It has been almost four years since my last post. I know, shame on me. However, this year I am making a commitment to be consistent with blogging, as I believe the Lord wants me to use this as an avenue to encourage people through my life experiences. So, I vow to stay and trust the process through this blog, as God leads me. You guys can also hold me accountable, especially if it has been over a month since you have read a post. So, with that being said, I felt lead to blog on this topic because it's one that I often struggle with (as if you couldn't tell...lol)
There have been moments in my life where I wasn't fully committed to a task, spiritually or physically. It's been times where I have felt the Lord leading me to do certain things, and because of how I felt at the moment, I would either start the task and not fully commit to seeing it through or I wouldn't start the task at all. Most times I allowed fear and pride to interfere with what I knew I needed to be doing. Fear because I would often feel like I wasn't good enough to carry out the task and pride because I was so concerned with what others thought and not what God was thinking. In addition, I always found myself trying to perfect (in my strength) whatever it was God had given me, as opposed to allowing Him to just flow through me. Furthermore, from a physical perspective, I would set goals for different things, i.e. exercising more, spending more time with God, becoming more organized, etc. However, things like social media, television, being busy, etc. would distract me from focusing on those things. In other words, I was filling myself with things that aren't important, which also lead to less time spent with God. So, for me less time spent with God meant no goals met and no relationship building with the Father to trust Him enough to flow through me and that in turned meant me breaking my commitments or not acknowledging them at all.
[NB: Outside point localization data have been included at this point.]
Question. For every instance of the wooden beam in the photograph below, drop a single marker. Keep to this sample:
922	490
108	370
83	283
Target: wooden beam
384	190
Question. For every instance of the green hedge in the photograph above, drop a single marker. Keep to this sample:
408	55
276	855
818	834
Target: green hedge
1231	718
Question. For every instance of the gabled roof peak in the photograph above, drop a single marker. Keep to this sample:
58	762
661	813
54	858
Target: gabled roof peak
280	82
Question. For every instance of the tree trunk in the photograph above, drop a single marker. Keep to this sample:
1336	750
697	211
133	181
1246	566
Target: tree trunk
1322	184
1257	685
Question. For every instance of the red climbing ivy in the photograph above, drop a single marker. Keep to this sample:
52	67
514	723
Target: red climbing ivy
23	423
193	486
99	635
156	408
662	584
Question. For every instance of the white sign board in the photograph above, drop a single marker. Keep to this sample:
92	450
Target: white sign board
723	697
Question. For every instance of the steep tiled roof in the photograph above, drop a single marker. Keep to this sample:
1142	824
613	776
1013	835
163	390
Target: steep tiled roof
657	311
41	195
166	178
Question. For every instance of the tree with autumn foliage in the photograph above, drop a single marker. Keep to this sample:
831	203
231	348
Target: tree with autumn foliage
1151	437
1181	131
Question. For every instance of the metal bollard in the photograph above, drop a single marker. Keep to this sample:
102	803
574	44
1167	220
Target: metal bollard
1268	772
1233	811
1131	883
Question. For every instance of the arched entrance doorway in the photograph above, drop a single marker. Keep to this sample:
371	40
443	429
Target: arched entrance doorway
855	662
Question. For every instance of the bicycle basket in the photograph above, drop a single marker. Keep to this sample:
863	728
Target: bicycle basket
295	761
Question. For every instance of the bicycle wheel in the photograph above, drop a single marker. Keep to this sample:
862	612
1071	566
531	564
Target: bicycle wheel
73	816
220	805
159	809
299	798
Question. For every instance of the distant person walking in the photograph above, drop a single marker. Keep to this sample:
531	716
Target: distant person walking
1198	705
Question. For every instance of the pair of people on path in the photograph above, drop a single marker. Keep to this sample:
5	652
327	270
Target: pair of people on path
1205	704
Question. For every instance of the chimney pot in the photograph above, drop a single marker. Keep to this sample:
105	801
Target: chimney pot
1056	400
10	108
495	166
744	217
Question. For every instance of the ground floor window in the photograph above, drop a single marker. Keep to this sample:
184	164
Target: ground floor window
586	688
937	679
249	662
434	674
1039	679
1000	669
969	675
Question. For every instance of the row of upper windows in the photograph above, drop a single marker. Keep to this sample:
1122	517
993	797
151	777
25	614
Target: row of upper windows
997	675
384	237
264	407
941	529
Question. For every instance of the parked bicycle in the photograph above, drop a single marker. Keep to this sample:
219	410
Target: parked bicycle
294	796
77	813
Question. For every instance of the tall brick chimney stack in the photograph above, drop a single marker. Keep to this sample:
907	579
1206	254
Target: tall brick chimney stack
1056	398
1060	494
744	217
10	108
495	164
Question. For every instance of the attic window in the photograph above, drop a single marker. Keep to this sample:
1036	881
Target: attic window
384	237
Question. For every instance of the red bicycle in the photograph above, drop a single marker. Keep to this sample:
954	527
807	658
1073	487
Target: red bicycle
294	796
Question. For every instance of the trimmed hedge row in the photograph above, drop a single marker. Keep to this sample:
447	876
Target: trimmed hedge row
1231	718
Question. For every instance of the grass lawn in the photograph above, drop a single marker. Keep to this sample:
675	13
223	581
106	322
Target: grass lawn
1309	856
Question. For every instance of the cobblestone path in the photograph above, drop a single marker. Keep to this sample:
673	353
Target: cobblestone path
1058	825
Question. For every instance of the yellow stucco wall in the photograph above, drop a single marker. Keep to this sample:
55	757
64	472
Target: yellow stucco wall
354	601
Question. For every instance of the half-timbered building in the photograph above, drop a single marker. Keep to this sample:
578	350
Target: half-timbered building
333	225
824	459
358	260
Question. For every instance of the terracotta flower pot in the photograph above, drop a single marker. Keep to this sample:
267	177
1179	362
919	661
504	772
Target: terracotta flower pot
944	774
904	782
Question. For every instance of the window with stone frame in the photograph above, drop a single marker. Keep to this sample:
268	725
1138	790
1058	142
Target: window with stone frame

About a couple of months ago, I felt the Lord telling me that my commitment to Him came with strings attached. Meaning, in order for me to be moved or motivated enough to stay committed to Him and His word, I was looking to get something in return. You may say that I should want to get something in return. Well, yes and no. What I should have desired out of being committed to God and His will is simply spiritual intimacy and His purpose for my life being fulfilled, but that was not my story. I would normally want God to answer certain prayers of needs and wants. I often found myself diligently seeking His face early in the morning, through reading and worshiping, especially during the time of a need or a desired want. However, this would only last up until either He answered my prayer or maybe He didn't and I became upset because of it. When I think about that now, I am reminded of my children, in that they are all for completing task and chores when they know there is a treat or reward in return.
We should not just be committed to God when it is convenient for us but stay committed when there is absolutely nothing in the deal for us. Besides, our willingness to stay committed may be an opportunity for someone else to come to know God. I'm learning daily to love God for who He is and not what I can get from Him.